Hervé nous a brossé son cursus personnel et comment, dès les années lycée, son intérêt pour l’écologie s’est manifesté. Et là, on apprend que Pierre Fournier, qui était chroniqueur et dessinateur à Hari-Kiri hebdo puis à Charlie-Hebdo et fondateur de la Gueule Ouverte, a encore frappé…Hervé Kempf a insisté sur son caractère non militant et sur son engagement journalistique qu’il a toujours exercé avec rigueur et professionnalisme. C’est ainsi qu’il crée Reporterre en 1988, puis aujourd’hui son quotidien en ligne.

Il est marrant Kempf. Non, non, il n’est pas militant sauf qu’en 1988, c’est le million de francs de l’héritage de son grand-père qu’il met sur la table pour lancer son journal. A l’époque, Jean Carlier et moi, tous deux d’Ecologie, et Jean allait bien au-delà, nous l’avions longuement rencontré avant son aventure. Nous n’étions pas très optimistes sur son projet sachant que nous étions dans la galère depuis pas mal d’années. Lui estimait que son caractère non militant et très professionnel, avec une quadrichromie sur toutes les pages affirmeraient le titre auprès d’un large public. Même si le journal était sympa, l’aventure s’arrête au neuvième numéro.

Non, non il n’est pas militant, simplement il démissionne du journal Le Monde estimant être censuré concernant la lutte autour du projet d’aéroport de Notre Dame des Landes. Ce n’est pas militant çà ? Sans doute inscrit-il sous le nom de militants ceux qui sont encartés sous la bannière écologiste ?

Aujourd’hui, il nous explique qu’autour du quotidien de l’écologie (en ligne) qui marche bien, devoir toujours par professionnalisme rétribuer ses collaborateurs ou des pigistes occasionnels. C’est plutôt bien, reste que lui-même, c’est lui qui le dit, n’est pas rétribué parce que inscrit à Pôle emploi. Posture qui allège de façon temporaire la trésorerie de Reporterre.
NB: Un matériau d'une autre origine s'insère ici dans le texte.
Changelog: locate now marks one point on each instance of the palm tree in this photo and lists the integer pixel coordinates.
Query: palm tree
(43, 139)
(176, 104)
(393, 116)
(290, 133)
N’est-ce pas là une posture militante que nous avons connue dans presque tous les titres de la presse écolo ? A propos du quotidien ; il déclare à juste titre ce que nous avons toujours exprimé à savoir qu’un courant de pensée s’est toujours appuyé sur des médias. Qui sont-ils ces médias sinon militants ?

Par ailleurs, ne s'est-il pas défini en 2009 comme «objecteur de croissance », ce n’est pas militant çà.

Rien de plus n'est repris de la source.